Jack sağ kolunu belime koydu ve beni kendine doğru çekti. Aramızdaki mesafe sıfıra inmişti. Ne yapmaya çalıştığını anladığımda çok geçti. Dudaklarını dudaklarıma bastırmıştı bile. Tanrım! Bunu hiç beklemiyordum. Onu tüm gücümle ittim. Kaslı kollarından kurtulmak oldukça güçtü. Beni bırakmıyordu ve ben kendimi kaptırmaktan korkuyordum. Yumuşak, istekli dudaklarını ve aramızdaki sıcaklığı görmezden gelmek gittikçe zorlaşıyordu. 
"Aden!" bu Alice'in sesiydi. Kurtuldum. Gözlerimi açtığımda Jack'in bana gülerek baktığını gördüm.
"Bunu sakın bir daha yapma." dedim ve Alice'e doğru yürümeye başladım.
"Tam zamanında geldin. Biraz daha geç kalsaydın alev alacaktım." dememle Alice'in kahkahayı basması bir oldu.
"Vay canına. Okulun en seksi çocuğuyla öpüşmek nasıl bir duygu?" sesindeki kıskançlık her yere yayılmıştı.
"Biz öpüşmedik o beni zorla öptü ve sorduğun şey buysa yorucuydu. Çırpınmaktan canım çıktı."
"Neden çırpındın ki?

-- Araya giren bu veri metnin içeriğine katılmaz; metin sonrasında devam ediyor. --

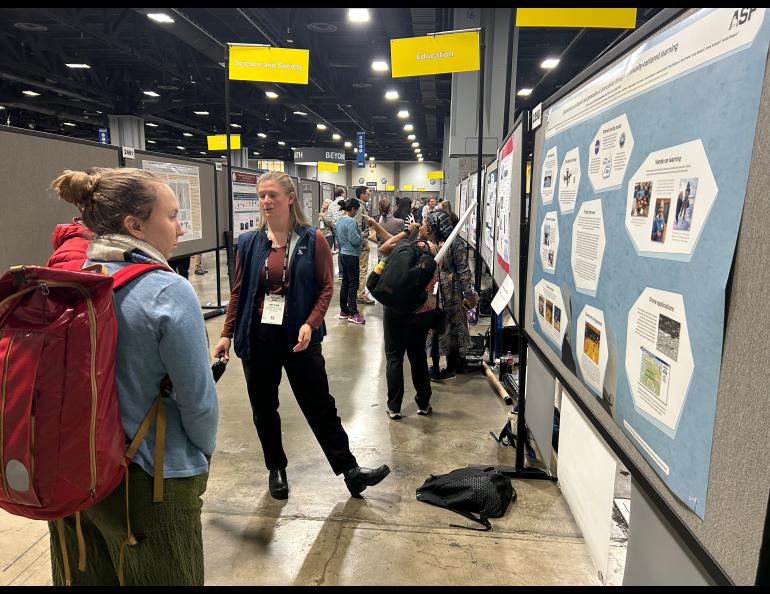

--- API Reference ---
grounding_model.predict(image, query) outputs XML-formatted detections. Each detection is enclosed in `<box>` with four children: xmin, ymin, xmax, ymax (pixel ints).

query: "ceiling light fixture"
<box><xmin>147</xmin><ymin>12</ymin><xmax>174</xmax><ymax>24</ymax></box>
<box><xmin>348</xmin><ymin>8</ymin><xmax>369</xmax><ymax>23</ymax></box>
<box><xmin>540</xmin><ymin>58</ymin><xmax>559</xmax><ymax>70</ymax></box>
<box><xmin>372</xmin><ymin>60</ymin><xmax>390</xmax><ymax>72</ymax></box>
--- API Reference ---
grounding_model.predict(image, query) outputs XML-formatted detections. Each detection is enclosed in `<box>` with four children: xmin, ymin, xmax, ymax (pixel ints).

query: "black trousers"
<box><xmin>243</xmin><ymin>323</ymin><xmax>357</xmax><ymax>474</ymax></box>
<box><xmin>383</xmin><ymin>307</ymin><xmax>434</xmax><ymax>412</ymax></box>
<box><xmin>340</xmin><ymin>254</ymin><xmax>358</xmax><ymax>315</ymax></box>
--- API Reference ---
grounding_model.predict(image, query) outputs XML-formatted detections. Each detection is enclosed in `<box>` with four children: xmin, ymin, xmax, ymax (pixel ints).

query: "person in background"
<box><xmin>213</xmin><ymin>171</ymin><xmax>390</xmax><ymax>499</ymax></box>
<box><xmin>356</xmin><ymin>186</ymin><xmax>375</xmax><ymax>305</ymax></box>
<box><xmin>377</xmin><ymin>198</ymin><xmax>405</xmax><ymax>257</ymax></box>
<box><xmin>412</xmin><ymin>198</ymin><xmax>423</xmax><ymax>225</ymax></box>
<box><xmin>368</xmin><ymin>213</ymin><xmax>444</xmax><ymax>421</ymax></box>
<box><xmin>430</xmin><ymin>211</ymin><xmax>479</xmax><ymax>381</ymax></box>
<box><xmin>318</xmin><ymin>198</ymin><xmax>334</xmax><ymax>249</ymax></box>
<box><xmin>190</xmin><ymin>254</ymin><xmax>209</xmax><ymax>275</ymax></box>
<box><xmin>337</xmin><ymin>198</ymin><xmax>366</xmax><ymax>324</ymax></box>
<box><xmin>326</xmin><ymin>188</ymin><xmax>345</xmax><ymax>280</ymax></box>
<box><xmin>393</xmin><ymin>196</ymin><xmax>416</xmax><ymax>227</ymax></box>
<box><xmin>422</xmin><ymin>196</ymin><xmax>436</xmax><ymax>221</ymax></box>
<box><xmin>49</xmin><ymin>168</ymin><xmax>219</xmax><ymax>586</ymax></box>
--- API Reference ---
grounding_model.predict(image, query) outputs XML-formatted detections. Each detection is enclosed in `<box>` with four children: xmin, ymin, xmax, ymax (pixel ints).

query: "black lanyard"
<box><xmin>265</xmin><ymin>233</ymin><xmax>291</xmax><ymax>293</ymax></box>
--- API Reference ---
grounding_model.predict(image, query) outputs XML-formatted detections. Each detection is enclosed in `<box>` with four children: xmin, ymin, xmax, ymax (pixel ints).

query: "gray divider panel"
<box><xmin>134</xmin><ymin>151</ymin><xmax>219</xmax><ymax>257</ymax></box>
<box><xmin>0</xmin><ymin>126</ymin><xmax>120</xmax><ymax>271</ymax></box>
<box><xmin>525</xmin><ymin>13</ymin><xmax>770</xmax><ymax>585</ymax></box>
<box><xmin>297</xmin><ymin>179</ymin><xmax>321</xmax><ymax>227</ymax></box>
<box><xmin>215</xmin><ymin>165</ymin><xmax>231</xmax><ymax>247</ymax></box>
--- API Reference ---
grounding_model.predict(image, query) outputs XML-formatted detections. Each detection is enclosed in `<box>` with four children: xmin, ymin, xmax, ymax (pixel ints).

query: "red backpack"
<box><xmin>0</xmin><ymin>264</ymin><xmax>167</xmax><ymax>520</ymax></box>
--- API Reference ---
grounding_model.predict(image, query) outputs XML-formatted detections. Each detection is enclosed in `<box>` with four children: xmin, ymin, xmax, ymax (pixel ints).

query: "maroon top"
<box><xmin>221</xmin><ymin>230</ymin><xmax>334</xmax><ymax>338</ymax></box>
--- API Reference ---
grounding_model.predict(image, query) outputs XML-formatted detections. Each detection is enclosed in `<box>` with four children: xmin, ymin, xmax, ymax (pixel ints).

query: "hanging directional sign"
<box><xmin>390</xmin><ymin>31</ymin><xmax>481</xmax><ymax>78</ymax></box>
<box><xmin>516</xmin><ymin>8</ymin><xmax>636</xmax><ymax>29</ymax></box>
<box><xmin>230</xmin><ymin>44</ymin><xmax>310</xmax><ymax>85</ymax></box>
<box><xmin>206</xmin><ymin>134</ymin><xmax>241</xmax><ymax>151</ymax></box>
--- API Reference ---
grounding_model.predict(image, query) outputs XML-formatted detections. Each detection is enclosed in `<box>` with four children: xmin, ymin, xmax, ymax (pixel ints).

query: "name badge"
<box><xmin>262</xmin><ymin>295</ymin><xmax>286</xmax><ymax>326</ymax></box>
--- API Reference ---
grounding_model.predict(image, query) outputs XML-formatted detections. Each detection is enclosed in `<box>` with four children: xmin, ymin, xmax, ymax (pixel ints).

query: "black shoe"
<box><xmin>345</xmin><ymin>464</ymin><xmax>390</xmax><ymax>497</ymax></box>
<box><xmin>268</xmin><ymin>468</ymin><xmax>289</xmax><ymax>499</ymax></box>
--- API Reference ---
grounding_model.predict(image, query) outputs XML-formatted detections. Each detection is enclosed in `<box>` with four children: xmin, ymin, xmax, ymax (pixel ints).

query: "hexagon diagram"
<box><xmin>588</xmin><ymin>114</ymin><xmax>634</xmax><ymax>192</ymax></box>
<box><xmin>626</xmin><ymin>287</ymin><xmax>695</xmax><ymax>438</ymax></box>
<box><xmin>540</xmin><ymin>210</ymin><xmax>559</xmax><ymax>274</ymax></box>
<box><xmin>534</xmin><ymin>280</ymin><xmax>569</xmax><ymax>352</ymax></box>
<box><xmin>559</xmin><ymin>147</ymin><xmax>580</xmax><ymax>214</ymax></box>
<box><xmin>570</xmin><ymin>200</ymin><xmax>606</xmax><ymax>297</ymax></box>
<box><xmin>540</xmin><ymin>147</ymin><xmax>559</xmax><ymax>204</ymax></box>
<box><xmin>625</xmin><ymin>139</ymin><xmax>719</xmax><ymax>262</ymax></box>
<box><xmin>576</xmin><ymin>305</ymin><xmax>609</xmax><ymax>396</ymax></box>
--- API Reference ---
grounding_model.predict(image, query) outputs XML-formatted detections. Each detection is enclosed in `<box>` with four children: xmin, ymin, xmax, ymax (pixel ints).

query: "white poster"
<box><xmin>559</xmin><ymin>147</ymin><xmax>580</xmax><ymax>214</ymax></box>
<box><xmin>570</xmin><ymin>200</ymin><xmax>606</xmax><ymax>297</ymax></box>
<box><xmin>142</xmin><ymin>161</ymin><xmax>203</xmax><ymax>243</ymax></box>
<box><xmin>232</xmin><ymin>171</ymin><xmax>260</xmax><ymax>239</ymax></box>
<box><xmin>535</xmin><ymin>280</ymin><xmax>569</xmax><ymax>349</ymax></box>
<box><xmin>540</xmin><ymin>210</ymin><xmax>559</xmax><ymax>273</ymax></box>
<box><xmin>626</xmin><ymin>139</ymin><xmax>719</xmax><ymax>261</ymax></box>
<box><xmin>588</xmin><ymin>114</ymin><xmax>634</xmax><ymax>192</ymax></box>
<box><xmin>540</xmin><ymin>147</ymin><xmax>559</xmax><ymax>204</ymax></box>
<box><xmin>626</xmin><ymin>288</ymin><xmax>695</xmax><ymax>436</ymax></box>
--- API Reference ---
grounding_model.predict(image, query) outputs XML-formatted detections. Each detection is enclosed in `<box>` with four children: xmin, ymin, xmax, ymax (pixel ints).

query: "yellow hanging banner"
<box><xmin>318</xmin><ymin>161</ymin><xmax>340</xmax><ymax>173</ymax></box>
<box><xmin>206</xmin><ymin>134</ymin><xmax>241</xmax><ymax>151</ymax></box>
<box><xmin>390</xmin><ymin>31</ymin><xmax>481</xmax><ymax>78</ymax></box>
<box><xmin>230</xmin><ymin>45</ymin><xmax>310</xmax><ymax>85</ymax></box>
<box><xmin>516</xmin><ymin>8</ymin><xmax>636</xmax><ymax>29</ymax></box>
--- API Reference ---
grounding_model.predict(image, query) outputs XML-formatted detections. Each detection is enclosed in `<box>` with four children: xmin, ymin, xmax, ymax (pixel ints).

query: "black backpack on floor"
<box><xmin>417</xmin><ymin>466</ymin><xmax>516</xmax><ymax>532</ymax></box>
<box><xmin>366</xmin><ymin>234</ymin><xmax>436</xmax><ymax>313</ymax></box>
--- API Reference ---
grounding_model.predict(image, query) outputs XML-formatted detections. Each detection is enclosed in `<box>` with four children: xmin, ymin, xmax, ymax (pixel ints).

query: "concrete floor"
<box><xmin>0</xmin><ymin>249</ymin><xmax>600</xmax><ymax>585</ymax></box>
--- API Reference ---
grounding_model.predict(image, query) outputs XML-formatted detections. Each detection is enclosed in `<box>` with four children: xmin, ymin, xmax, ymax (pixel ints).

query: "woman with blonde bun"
<box><xmin>49</xmin><ymin>168</ymin><xmax>219</xmax><ymax>586</ymax></box>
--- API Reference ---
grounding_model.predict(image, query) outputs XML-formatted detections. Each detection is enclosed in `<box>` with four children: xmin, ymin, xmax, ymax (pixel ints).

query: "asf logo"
<box><xmin>728</xmin><ymin>8</ymin><xmax>757</xmax><ymax>31</ymax></box>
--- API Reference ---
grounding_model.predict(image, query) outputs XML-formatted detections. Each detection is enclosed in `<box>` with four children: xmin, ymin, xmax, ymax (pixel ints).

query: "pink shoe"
<box><xmin>348</xmin><ymin>313</ymin><xmax>366</xmax><ymax>324</ymax></box>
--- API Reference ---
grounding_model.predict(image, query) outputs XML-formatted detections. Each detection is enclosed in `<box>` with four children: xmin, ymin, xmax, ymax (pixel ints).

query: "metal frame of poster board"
<box><xmin>0</xmin><ymin>126</ymin><xmax>121</xmax><ymax>270</ymax></box>
<box><xmin>522</xmin><ymin>9</ymin><xmax>770</xmax><ymax>584</ymax></box>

Tanrı aşkına senin derdin ne?" benim derdim mi ne? Kurallar.
Derin bir nefes aldıktan sonra "Hiçbir şey." dedim.
Günümüzün çoğu şu öpüşme meselesini konuşarak geçmişti. İşin aslı Alice konuşmuş ben de dinlemiştim. Jack hakkında yanılmıştım ve bu beni oldukça şaşırtmıştı. Kehanetlerim yani tahminlerim her zaman tutardı.
   Tüm öğle arası Jack'in ödevlerini yapmıştım. Böylece düşünmeye bolca vaktim olmuştu. Jack planlarımın hepsini bozmuştu. İlk olarak ödevlerini yapacağım yeni birini bulmalıydım. Daha sonra da şu Jack saçmalığından kurtulmalıydım.
Alice beni gördüğü gibi konuşmaya kaldığı yerden devam etmişti. "Düşünüyorum da Aden Jack gibi biri sende ne bulmuş olabilir ki?" Dürüstlüğü gözlerimi yaşartmıştı.
"Bilmem."
"Yanlış anlama. Sadece pek onun tarzı değilsin. Makyaj yapıp mini etek giymezsin mesela. Sen daha sade ve sıkıcısın." vay canına Alice'in ağzından bal damlıyordu.
"Doğru." kısa cevaplarla geçiştirmeye çalışıyordum ama o buna pek aldırış etmiyordu.
"Yani sen bu okulun kutsal rahibesisin. O güzelim uzun saçlarını sürekli örer, gömleklerinin düğmesini sonuna kadar kapatırsın." gülmemek için kendimi zor tutuyordum.
"Haklısın."
Alice hafifçe omzuma dokunarak "Ama senin için güzel." dedi.
Kahkaha atmamak için alt dudağımı ısırdım.
"Teşekkürler Alice."
    Annemle birlikte akşam yemeğini yedikten sonra ödevlerimi yapmak için odama geçtim. Soluk pembe duvarlarım ve cırtlak pembe yatak örtüm beni deli ediyordu. Odama her girişimde pembe üstüme kusuyordu. Ödevlerimi neredeyse bir saat içinde bitirmiştim. Annemin zevki olan ayıcıklı pijamalarımı giyip dişlerimi fırçaladım. 4 saatlik bir uyku için hazırdım.